Klosterdestillation St. Josef der Maristenbrüder FMS in Furth bei Landshut

Generalkapitel der Maristen-Brüder wählte neuen Generalsuperior

Das 22. Generalkapitel der Maristen – das höchste Entscheidungsgremium der Maristen, das momentan in Rionegro in Kolumbien tagt, wählte in ihrer 200jährigen Geschichte den 14. Nachfolger des Ordensgründers Bruder Ernesto Sánchez zum Nachfolger von Buder Emili Turú.
Er ist für das Further Maristenkloster kein Unbekannter, da er als Generalrat die letzten Jahre schon mehrfach in Furth weilte und sich nach den Brüdern für die er vom Generalrat aus zuständig war erkundigte.

Das Bild zeigt ihn mit Frater Winfried ganz rechts, als den damaligen Superior und dem bisherigen Generalsuperior zusammen mit Further Bürgermeister Horsche,  der es sich nicht nehmen ließ über die Entwicklung der Gemeinde in Furth und die damit verbundene Zukunft des Klosters auf den Laufenden zu halten.

Geboren wurde Frater Ernesto (Ernst) in Guadalajara in Mexiko am 21.02.1961 als neuntes Kind seiner Familie. Vom Kindergarten bis zum Studenten war Ernesto in allen Bereichen maristischer Pädagogik tätig. Neben seiner Tätigkeit als Mathematik und Religionslehrer, war er in der Ausbildung der jungen Studenten und Berufspastoral tätig.

Über Jahre hinweg war er für den Ordensnachwuchs zuständig und nicht zuletzt in der mexikanischen Provinzleitung, sowie in der Generalverwaltung in der Kommission für Religiöses Leben und Berufung und da wiederum auch deren Direktor.
Nachdem ihn seine Provinz als Provinzial wieder nach Mexiko zurückgeholt hatte, tat dies auch die Generalleitung ein Jahr darauf und holte ihn als Generalrat beim letzten Kapitel in die oberste Ordensleitung.

Er steht seit gestern dem Orden vor und leitet die Geschicke des Ordens die nächsten 8 Jahre.

Er ist auch einer der jüngsten Generalsuperioren, der die Geschicke der 3400 Ordensbrüder, die weltweit in über 80 Ländern der Welt, bevorzugt in den Krisengebieten und bei den ärmsten der Armen tätig sind.

Bei seinem Besuch in Furth, so teilte uns das Kloster mit, erkundigte er sich in erster Linie nach dem Verein Maristen Solidarität International (ehem. Maristen-Fürsorge u. Missionsverein), der schon seit fast 100 Jahren aus Furth diese Tätigkeit unterstützt.
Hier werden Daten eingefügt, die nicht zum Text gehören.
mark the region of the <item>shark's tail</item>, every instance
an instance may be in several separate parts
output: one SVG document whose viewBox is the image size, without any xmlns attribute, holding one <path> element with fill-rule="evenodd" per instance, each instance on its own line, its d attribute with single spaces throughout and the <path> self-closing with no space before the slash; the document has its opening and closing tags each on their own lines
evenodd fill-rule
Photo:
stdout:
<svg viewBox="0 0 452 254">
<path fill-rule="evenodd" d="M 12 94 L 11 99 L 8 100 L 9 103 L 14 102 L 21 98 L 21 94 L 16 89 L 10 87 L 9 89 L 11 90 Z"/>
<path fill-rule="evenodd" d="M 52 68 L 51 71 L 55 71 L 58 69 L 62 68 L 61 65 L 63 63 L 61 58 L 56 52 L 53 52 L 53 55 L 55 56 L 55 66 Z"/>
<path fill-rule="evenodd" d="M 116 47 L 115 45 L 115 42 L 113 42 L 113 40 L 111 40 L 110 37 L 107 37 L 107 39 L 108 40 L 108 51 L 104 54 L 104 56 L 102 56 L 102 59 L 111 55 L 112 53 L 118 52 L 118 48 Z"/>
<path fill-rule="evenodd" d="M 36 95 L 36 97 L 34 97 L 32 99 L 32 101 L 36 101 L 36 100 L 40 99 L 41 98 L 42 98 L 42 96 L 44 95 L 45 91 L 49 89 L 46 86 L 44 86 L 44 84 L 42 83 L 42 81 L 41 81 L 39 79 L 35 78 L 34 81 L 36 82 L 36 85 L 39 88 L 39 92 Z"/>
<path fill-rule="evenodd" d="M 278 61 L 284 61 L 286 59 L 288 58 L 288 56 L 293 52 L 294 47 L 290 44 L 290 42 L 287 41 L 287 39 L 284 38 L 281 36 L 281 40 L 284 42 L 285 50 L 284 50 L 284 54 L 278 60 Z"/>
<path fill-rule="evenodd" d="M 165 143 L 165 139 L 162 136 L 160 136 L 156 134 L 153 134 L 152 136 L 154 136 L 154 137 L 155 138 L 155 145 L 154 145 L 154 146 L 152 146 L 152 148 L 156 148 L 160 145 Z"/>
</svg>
Und nicht zuletzt nach der letzten maristischen Klosterdestillation, der er nicht nur einen Besuch abstattete, sondern besonders deren soziales Engagement lobte.
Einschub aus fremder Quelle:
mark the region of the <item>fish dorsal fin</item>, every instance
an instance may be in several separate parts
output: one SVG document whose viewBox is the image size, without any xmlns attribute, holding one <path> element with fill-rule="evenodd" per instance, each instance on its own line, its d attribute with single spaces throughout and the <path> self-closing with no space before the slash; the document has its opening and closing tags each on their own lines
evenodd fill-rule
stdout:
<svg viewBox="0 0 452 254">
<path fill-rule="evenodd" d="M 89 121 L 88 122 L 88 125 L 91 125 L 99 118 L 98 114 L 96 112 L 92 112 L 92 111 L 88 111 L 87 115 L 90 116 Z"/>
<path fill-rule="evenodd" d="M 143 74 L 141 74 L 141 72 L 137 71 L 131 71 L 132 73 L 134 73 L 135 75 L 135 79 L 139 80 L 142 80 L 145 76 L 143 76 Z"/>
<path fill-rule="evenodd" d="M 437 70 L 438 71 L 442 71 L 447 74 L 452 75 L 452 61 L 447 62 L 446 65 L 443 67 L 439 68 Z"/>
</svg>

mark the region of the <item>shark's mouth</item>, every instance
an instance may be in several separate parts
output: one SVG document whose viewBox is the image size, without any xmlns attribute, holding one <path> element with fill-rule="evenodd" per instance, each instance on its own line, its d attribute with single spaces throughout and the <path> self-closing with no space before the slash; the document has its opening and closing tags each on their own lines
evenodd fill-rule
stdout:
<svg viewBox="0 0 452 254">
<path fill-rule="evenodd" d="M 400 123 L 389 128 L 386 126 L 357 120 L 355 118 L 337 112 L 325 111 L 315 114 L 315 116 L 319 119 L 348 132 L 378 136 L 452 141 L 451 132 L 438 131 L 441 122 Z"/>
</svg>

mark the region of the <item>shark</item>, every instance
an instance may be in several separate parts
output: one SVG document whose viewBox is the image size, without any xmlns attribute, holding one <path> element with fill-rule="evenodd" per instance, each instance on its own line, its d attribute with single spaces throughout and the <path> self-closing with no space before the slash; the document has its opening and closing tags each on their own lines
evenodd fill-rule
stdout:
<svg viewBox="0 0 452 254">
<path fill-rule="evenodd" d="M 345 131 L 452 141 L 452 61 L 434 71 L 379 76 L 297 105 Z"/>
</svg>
Auf die Frage der Landshuter Zeitung, ob sich da die Klosterdestillation nicht lumpen lässt und dazu nicht auch ein Sonderprodukt herausbringt, ließen es sich Destillateur und Geschäftsleitung nicht kalt erwischen und bestätigten dass Mitte November es noch einmal eine Neuauflage des Maristiners gibt und auch eine zusätzliche Sonderanfertigung  Maristiner mit Honig, um damit auch zu unterstreichen, dass die 200jährige Tradition auch für Furth einen Verpflichtung bedeutet.